Can AI really take over the world?
Can Machine Think? This has been a conundrum for Scientists and Philosophers for last 50 odd years. The genesis of this began with one of the principal inventors of modern computer, the great British mathematician Alan Turning. It is he who first figured out the design concept of a programable computing machine, now known as Turning Machine.
In 1951, Alan Turning remarked “If a machine can think, it might think more intelligently than we do, and then where should we be? Even if we could keep the machines in a subservient position … we should, as species, feel greatly humbled”. Thought provoking indeed and human curiosity took that journey forward to progress Artificial Intelligence, where intelligent machines are capable to deliver pre-defined tasks without human intervention. But A Thinking Machine is still a far cry!
Now the question is can we dismiss the possibility of Intelligent machines overtaking the world or manipulate human to do so? Most of us will think these ideas as Science Fiction and even will start drawing analogy to movies like Terminator style robots taking over. However, in current potential capabilities of AI and machine intelligence, one can safely say that it might still be some time before Artificial machine reaches that state of Human Level Artificial General Intelligence (AGI).
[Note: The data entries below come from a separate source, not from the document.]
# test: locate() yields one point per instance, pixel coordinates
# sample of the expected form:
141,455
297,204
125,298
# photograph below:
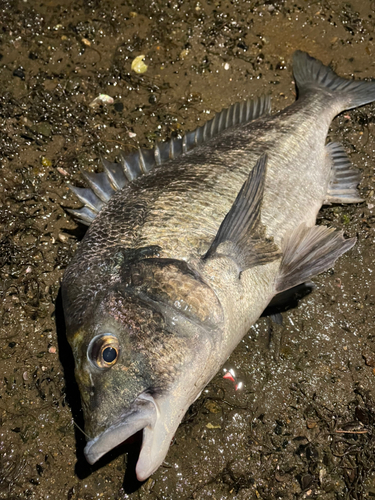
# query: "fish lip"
142,413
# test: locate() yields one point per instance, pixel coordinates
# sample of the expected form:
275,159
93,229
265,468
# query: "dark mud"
303,425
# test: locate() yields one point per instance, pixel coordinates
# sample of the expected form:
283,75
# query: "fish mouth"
142,414
159,421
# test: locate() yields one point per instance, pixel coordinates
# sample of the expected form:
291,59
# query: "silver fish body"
181,261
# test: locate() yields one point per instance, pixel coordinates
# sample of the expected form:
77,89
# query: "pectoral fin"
310,251
241,235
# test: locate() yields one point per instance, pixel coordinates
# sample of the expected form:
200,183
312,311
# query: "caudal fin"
311,75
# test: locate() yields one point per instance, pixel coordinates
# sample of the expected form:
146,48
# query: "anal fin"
345,178
241,235
288,299
310,251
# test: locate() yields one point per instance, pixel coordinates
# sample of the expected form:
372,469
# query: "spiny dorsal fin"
345,178
310,251
241,234
133,165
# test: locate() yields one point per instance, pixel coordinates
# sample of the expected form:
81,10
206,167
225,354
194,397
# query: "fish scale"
188,245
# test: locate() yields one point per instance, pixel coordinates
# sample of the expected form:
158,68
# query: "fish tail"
312,75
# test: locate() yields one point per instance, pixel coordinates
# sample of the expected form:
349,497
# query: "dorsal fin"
117,175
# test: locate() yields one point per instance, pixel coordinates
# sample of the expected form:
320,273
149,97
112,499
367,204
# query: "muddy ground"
303,424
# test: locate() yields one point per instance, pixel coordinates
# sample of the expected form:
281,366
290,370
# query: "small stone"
310,424
44,129
63,238
101,99
369,359
46,162
19,73
211,426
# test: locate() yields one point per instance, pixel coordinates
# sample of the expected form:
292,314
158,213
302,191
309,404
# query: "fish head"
142,351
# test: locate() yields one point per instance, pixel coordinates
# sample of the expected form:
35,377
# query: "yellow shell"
138,65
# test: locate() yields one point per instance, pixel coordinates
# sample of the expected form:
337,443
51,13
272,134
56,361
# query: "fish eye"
104,350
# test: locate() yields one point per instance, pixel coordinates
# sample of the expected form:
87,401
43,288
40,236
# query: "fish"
189,243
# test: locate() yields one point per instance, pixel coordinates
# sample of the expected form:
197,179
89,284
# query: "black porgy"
187,246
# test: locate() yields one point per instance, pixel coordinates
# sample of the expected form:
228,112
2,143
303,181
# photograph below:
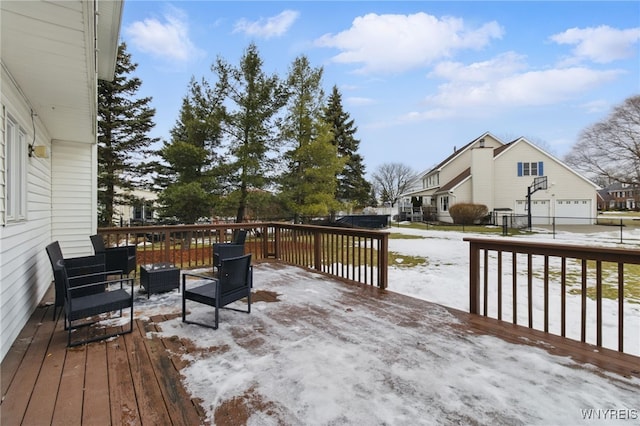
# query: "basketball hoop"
539,183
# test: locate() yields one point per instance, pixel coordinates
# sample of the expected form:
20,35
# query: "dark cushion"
94,304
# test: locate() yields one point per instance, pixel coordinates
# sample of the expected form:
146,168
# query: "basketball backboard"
539,183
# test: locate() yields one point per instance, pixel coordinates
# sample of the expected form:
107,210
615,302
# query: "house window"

The idea of AGI goes way back when IBM’s deep Blue System in 2002 , attempted a narrow AI approach , that successfully defeated world chess champion Gary Kasparov but unfortunately that same skill could not solve any other problem domain without substantial human engagement and reprogramming. This attempt was followed by IBM Watson’s Q&A system in 2011, that defeated 2 well know quiz champion, however the system again failed to respond to more core experience-based knowledge of human. Since then even though research and development of AI Systems substantially leapfrogged, however, human reprogramming and relevant data scoring remained a key prerequisite every time, to address a new domain or any new type of task.
When we map the current AI technology and tools, whether it’s a Machine Learning or Deep Learning or NLP based program to deliver already defined data driven scores and repeatable tasks in business like Support Centre, or task orchestration at Insurance to customer engagement automation, and in connected car etc., such deliverables are already showing promising results. But such roles of AI are generally restricted to unique domain or task that they are programmed for and are still far away when compared to basic cognitive capabilities and common sense of even a typical six year old kid, let alone a fully educated adult professional. Most AI capabilities are restricted to defined high-availability metrics.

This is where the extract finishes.